Here's Evelina's sausage recipe 38 pounds of pork, 4 1/2 ounces of sage and savory, 3 1/2 ounces pepper. Unmentioned but implied is the need for natural sausage casings. We don't know if the 4 1/2 ounces was the total for sage and savory, but it seems like it would be 4 1/2 ounces of each. Given the time the sausage was made, I'm almost positive that these would be dry spices rather than fresh. The savory was almost positively summer savory. Winter savory was grown in New England gardens and had a stronger taste than the summer variety, but it wasn't as popular as a dried seasoning.

There's an old Maine joke about a city boy who arrives on a farm and sees a pig limping around with a wooden leg. When he inquires of the farmer what's going on the farmer replies "we had a fire in the kitchen and that pig rushed into the house and woke us all up and saved our lives." "Is that how he lost his leg?" "No, there was another time when my son fell down a well, and that pig ran back and forth until I got the idea something was up and went and rescued my son." "So that's how he lost his leg?      "Oh no, my wife says that damned pig is just too good to eat all at once!"

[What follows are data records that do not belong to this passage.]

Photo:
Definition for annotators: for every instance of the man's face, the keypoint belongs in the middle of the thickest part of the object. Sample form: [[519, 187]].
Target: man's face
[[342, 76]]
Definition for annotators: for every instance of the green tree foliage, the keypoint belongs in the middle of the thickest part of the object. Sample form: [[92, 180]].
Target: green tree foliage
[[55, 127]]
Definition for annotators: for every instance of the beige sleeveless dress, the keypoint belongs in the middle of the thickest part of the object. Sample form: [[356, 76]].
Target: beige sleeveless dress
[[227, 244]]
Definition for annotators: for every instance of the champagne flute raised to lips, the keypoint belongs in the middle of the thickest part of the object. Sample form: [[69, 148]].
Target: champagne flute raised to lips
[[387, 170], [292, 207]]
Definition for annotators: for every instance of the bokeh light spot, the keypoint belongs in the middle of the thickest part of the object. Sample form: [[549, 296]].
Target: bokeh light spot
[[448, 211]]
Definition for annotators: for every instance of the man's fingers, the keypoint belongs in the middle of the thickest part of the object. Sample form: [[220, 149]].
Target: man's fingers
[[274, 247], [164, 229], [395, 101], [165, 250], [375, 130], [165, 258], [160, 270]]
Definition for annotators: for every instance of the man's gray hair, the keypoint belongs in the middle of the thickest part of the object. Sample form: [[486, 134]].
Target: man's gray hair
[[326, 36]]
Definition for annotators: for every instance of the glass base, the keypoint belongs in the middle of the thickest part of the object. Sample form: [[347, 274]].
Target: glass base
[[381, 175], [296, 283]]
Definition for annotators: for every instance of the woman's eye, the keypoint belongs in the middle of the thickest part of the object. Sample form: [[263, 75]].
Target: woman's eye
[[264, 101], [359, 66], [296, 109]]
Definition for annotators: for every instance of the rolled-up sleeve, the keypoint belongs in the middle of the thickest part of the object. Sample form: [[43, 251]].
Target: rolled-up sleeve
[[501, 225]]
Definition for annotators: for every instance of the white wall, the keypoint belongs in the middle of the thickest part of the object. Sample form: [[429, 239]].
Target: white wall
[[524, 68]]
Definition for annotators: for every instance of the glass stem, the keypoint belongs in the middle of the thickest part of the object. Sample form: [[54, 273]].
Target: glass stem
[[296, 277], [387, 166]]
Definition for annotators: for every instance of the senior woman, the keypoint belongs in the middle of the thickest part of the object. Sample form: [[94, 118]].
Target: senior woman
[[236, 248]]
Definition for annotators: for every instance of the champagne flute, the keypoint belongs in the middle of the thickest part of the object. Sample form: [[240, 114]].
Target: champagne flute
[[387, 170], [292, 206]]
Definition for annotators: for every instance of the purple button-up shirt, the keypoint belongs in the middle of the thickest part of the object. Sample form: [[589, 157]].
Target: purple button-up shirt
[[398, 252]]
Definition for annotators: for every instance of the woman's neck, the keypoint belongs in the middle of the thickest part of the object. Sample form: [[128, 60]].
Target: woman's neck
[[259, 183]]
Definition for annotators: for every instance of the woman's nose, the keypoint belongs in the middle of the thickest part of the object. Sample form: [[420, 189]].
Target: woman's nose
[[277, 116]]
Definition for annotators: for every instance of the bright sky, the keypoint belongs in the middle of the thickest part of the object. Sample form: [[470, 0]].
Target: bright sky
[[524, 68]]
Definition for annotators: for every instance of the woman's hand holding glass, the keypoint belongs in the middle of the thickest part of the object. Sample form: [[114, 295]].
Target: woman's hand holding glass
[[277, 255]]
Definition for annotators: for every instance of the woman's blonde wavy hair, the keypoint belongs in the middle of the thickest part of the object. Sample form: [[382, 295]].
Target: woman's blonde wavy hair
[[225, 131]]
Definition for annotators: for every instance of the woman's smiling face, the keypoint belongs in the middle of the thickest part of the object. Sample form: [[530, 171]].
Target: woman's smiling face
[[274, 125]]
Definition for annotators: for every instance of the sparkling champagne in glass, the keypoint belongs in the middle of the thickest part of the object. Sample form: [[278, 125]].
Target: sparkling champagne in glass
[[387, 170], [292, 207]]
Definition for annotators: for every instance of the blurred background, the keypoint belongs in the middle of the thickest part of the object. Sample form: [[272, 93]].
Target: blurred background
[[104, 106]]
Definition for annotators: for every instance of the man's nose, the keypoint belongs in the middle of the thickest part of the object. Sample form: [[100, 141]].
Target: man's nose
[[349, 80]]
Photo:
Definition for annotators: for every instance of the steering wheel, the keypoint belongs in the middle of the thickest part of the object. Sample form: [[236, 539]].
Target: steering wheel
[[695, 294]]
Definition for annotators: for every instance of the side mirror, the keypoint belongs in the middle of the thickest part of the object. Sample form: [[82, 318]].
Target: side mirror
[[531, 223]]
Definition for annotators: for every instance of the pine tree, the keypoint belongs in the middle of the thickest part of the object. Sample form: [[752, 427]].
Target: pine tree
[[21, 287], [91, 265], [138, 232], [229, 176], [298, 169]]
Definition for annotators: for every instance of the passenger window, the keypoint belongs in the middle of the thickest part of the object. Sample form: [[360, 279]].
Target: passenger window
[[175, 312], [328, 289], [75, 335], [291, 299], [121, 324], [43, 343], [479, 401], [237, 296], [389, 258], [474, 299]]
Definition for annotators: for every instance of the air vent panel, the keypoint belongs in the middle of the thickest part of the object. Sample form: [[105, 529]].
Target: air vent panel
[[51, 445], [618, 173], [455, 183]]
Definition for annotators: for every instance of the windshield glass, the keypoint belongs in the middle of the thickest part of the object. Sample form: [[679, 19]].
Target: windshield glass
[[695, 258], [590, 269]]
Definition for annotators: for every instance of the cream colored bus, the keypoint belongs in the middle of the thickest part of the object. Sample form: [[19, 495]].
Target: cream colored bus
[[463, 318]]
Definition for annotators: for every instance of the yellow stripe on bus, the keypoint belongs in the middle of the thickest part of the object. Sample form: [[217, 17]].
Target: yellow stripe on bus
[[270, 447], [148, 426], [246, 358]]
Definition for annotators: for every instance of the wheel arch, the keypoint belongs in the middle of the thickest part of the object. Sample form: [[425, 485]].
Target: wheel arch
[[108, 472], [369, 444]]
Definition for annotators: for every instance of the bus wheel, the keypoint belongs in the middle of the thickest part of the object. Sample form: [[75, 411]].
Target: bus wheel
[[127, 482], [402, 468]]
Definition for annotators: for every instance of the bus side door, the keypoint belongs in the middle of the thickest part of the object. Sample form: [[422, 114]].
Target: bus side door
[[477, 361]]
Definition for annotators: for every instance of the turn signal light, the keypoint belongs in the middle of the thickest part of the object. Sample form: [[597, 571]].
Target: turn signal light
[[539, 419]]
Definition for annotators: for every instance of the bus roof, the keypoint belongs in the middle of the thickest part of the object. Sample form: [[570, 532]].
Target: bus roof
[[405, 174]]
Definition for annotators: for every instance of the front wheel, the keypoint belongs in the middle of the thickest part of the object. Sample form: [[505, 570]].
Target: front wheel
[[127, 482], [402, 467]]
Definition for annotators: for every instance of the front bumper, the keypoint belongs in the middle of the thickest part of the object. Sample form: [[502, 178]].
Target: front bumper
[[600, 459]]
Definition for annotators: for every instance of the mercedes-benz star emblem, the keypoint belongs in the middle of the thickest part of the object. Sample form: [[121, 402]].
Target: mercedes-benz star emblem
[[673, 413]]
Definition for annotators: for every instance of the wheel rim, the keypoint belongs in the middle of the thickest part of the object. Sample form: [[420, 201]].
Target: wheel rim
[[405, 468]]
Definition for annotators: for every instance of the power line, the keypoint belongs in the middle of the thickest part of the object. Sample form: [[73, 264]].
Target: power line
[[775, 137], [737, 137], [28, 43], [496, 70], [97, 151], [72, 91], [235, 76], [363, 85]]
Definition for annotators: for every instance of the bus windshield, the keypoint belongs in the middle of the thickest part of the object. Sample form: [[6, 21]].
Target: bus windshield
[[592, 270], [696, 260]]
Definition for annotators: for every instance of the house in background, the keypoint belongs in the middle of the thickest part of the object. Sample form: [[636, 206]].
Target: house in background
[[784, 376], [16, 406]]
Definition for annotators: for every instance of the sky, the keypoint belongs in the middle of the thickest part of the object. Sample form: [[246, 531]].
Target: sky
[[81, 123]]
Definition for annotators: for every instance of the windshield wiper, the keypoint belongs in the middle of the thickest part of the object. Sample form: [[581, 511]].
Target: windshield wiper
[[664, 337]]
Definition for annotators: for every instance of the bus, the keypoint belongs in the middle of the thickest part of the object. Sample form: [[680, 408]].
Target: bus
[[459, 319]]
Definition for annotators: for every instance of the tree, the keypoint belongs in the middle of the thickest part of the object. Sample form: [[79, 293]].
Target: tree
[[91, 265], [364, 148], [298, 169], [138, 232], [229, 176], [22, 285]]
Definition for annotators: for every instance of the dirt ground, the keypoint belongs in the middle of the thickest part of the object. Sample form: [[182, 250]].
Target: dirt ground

Seems to me one hind quarter would be about 38 pounds of finished meat, but what can we do with this recipe if we don't have that much meat lying around? Okay 4.5 ounces dry spices converts to 10 tablespoons and a little more than two teaspoons and 3.5 ounces converts to 8 tablespoons and 1 teaspoons. If you have a pound of ground pork add 1 level teaspoon of ground sage and 1 level teaspoon of ground savory. The pepper comes out to be 3/4 of an already scant teaspoon of the other spices so I go with a recipe of 1 level teaspoon of each (make the pepper somewhat coarsely ground)for a pound of sausage. Mix thoroughly into the ground pork and make sausage patties. Wait until tomorrow for my taste test of this recipe!